In this talk, we present ModelDB, a novel end-to-end system for managing machine learning (ML) models. Using client libraries, ModelDB automatically tracks and versions ML models in their native environments (e.g. spark.ml, scikit-learn). A common set of abstractions enable ModelDB to capture models and pipelines built across different languages and environments. The structured representation of models and metadata then provides a platform for users to issue complex queries across various modeling artifacts. Our rich web frontend provides a way to query ModelDB at varying levels of granularity.
ModelDB has been open-sourced at https://github.com/mitdbg/modeldb.

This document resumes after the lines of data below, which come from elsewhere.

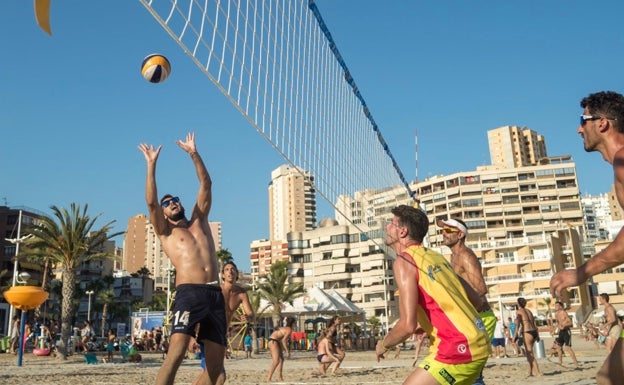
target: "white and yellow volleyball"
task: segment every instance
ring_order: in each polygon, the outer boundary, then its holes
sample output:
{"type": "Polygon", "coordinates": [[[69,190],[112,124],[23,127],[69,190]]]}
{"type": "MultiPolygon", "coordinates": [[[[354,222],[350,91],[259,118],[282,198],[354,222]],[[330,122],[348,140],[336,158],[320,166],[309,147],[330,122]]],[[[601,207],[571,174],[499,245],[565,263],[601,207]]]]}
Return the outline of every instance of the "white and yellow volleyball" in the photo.
{"type": "Polygon", "coordinates": [[[141,75],[150,83],[162,83],[171,74],[171,64],[160,54],[151,54],[143,59],[141,75]]]}

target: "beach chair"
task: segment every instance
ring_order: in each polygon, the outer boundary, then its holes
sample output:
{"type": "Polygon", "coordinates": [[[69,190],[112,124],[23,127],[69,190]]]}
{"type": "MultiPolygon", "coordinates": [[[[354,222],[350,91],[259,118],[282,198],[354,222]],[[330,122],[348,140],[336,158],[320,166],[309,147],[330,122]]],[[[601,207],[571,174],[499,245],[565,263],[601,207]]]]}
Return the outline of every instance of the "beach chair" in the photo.
{"type": "Polygon", "coordinates": [[[87,364],[97,364],[98,363],[98,359],[97,359],[97,356],[95,355],[95,353],[87,353],[87,354],[85,354],[85,361],[87,362],[87,364]]]}

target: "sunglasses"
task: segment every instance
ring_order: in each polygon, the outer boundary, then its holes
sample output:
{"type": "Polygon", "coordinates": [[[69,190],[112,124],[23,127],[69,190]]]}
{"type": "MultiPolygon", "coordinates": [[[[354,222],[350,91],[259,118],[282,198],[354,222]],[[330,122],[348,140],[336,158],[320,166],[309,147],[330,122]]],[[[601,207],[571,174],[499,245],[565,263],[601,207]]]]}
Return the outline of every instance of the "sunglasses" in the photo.
{"type": "Polygon", "coordinates": [[[164,208],[167,208],[167,207],[169,207],[169,205],[170,205],[170,204],[172,204],[172,203],[178,203],[178,202],[180,202],[180,198],[178,198],[178,197],[173,197],[173,198],[171,198],[171,199],[167,199],[166,201],[164,201],[164,202],[163,202],[163,203],[161,203],[160,205],[161,205],[162,207],[164,207],[164,208]]]}
{"type": "Polygon", "coordinates": [[[581,115],[581,117],[580,117],[580,124],[581,124],[581,126],[585,126],[585,123],[590,121],[590,120],[598,120],[598,119],[602,119],[602,118],[605,118],[607,120],[617,120],[616,118],[607,118],[606,116],[581,115]]]}
{"type": "Polygon", "coordinates": [[[459,229],[455,229],[453,227],[444,227],[442,229],[442,232],[445,234],[450,234],[450,233],[459,233],[459,229]]]}

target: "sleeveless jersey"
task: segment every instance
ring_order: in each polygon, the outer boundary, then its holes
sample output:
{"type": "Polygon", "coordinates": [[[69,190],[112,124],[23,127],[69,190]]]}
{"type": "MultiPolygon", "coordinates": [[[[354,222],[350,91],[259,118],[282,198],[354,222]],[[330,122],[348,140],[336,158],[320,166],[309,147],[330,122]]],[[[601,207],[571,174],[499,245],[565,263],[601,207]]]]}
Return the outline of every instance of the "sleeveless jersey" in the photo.
{"type": "Polygon", "coordinates": [[[416,264],[418,322],[431,340],[436,361],[465,364],[487,358],[490,341],[451,264],[440,253],[409,246],[402,256],[416,264]]]}

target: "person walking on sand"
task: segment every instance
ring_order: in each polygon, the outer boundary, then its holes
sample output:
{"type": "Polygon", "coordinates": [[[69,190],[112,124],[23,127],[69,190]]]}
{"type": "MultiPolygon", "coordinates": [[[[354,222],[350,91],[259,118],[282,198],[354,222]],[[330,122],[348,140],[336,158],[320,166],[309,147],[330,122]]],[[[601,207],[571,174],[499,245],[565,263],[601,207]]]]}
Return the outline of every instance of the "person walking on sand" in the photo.
{"type": "Polygon", "coordinates": [[[319,362],[319,371],[321,374],[327,374],[327,369],[333,364],[332,374],[336,373],[336,370],[340,367],[342,363],[342,359],[344,357],[339,357],[334,354],[333,344],[332,344],[332,331],[331,329],[323,330],[323,334],[321,336],[321,340],[319,341],[316,347],[316,359],[319,362]]]}
{"type": "MultiPolygon", "coordinates": [[[[537,331],[537,326],[535,326],[535,318],[533,318],[533,313],[528,311],[526,308],[526,299],[520,297],[518,298],[518,309],[516,310],[516,325],[522,325],[521,330],[516,330],[517,332],[521,332],[524,335],[524,354],[527,358],[527,362],[529,363],[529,376],[541,376],[539,365],[537,365],[537,360],[533,355],[533,344],[540,340],[539,333],[537,331]]],[[[514,336],[515,337],[515,336],[514,336]]]]}
{"type": "Polygon", "coordinates": [[[563,365],[563,347],[565,347],[566,352],[570,355],[570,358],[572,358],[574,366],[578,366],[576,354],[574,354],[574,350],[572,350],[572,320],[563,309],[563,303],[561,301],[555,302],[555,319],[557,320],[557,328],[559,328],[559,333],[557,338],[555,338],[555,350],[559,357],[559,365],[563,365]]]}
{"type": "Polygon", "coordinates": [[[187,134],[185,141],[178,140],[176,144],[193,161],[199,180],[197,201],[190,219],[186,218],[185,208],[177,196],[166,194],[158,199],[156,162],[162,146],[139,144],[147,162],[145,199],[150,222],[176,270],[171,337],[156,384],[174,383],[189,342],[195,336],[206,352],[206,371],[200,373],[196,383],[213,385],[223,371],[227,341],[225,301],[219,285],[215,242],[208,225],[212,180],[197,151],[195,134],[187,134]]]}
{"type": "Polygon", "coordinates": [[[479,295],[462,283],[444,256],[422,244],[429,228],[424,211],[400,205],[386,224],[385,244],[396,253],[394,278],[399,288],[399,320],[375,347],[377,361],[418,332],[431,337],[429,355],[405,385],[470,385],[491,351],[483,321],[472,305],[479,295]]]}
{"type": "MultiPolygon", "coordinates": [[[[585,151],[598,151],[611,164],[613,189],[618,204],[624,208],[624,96],[613,91],[590,94],[581,100],[583,113],[577,133],[585,151]]],[[[558,298],[563,291],[578,286],[596,274],[624,263],[624,231],[598,254],[575,269],[559,271],[550,279],[550,292],[558,298]]],[[[598,385],[621,384],[624,378],[624,333],[596,375],[598,385]]]]}
{"type": "Polygon", "coordinates": [[[277,369],[277,380],[284,381],[282,369],[284,367],[284,352],[286,357],[290,358],[290,350],[288,349],[288,338],[293,332],[293,325],[295,324],[294,318],[288,318],[284,321],[286,326],[277,328],[269,336],[268,348],[271,353],[271,366],[269,366],[269,374],[267,376],[267,382],[271,382],[273,379],[273,373],[277,369]]]}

Manasi Vartak is the founder and CEO of Verta, an MIT spinoff building an open-core MLOps platform for the full ML lifecycle. Verta grew out of Manasi's Ph.D. work at MIT on ModelDB, the first open-source model management system deployed at Fortune 500 companies. The Verta MLOps platform enables data scientists and ML engineers to robustly take trained ML models through the end-to-end MLOps cycle including versioning, packaging, release, operations, and monitoring. Previously, Manasi worked on feed ranking at Twitter and dynamic ad-targeting at Google. Manasi has spoken at several top research as well as industrial conferences such as the Strata O’Reilly Conference, SIGMOD, VLDB, Spark Summit, and AnacondaCON, and has authored a course on model management.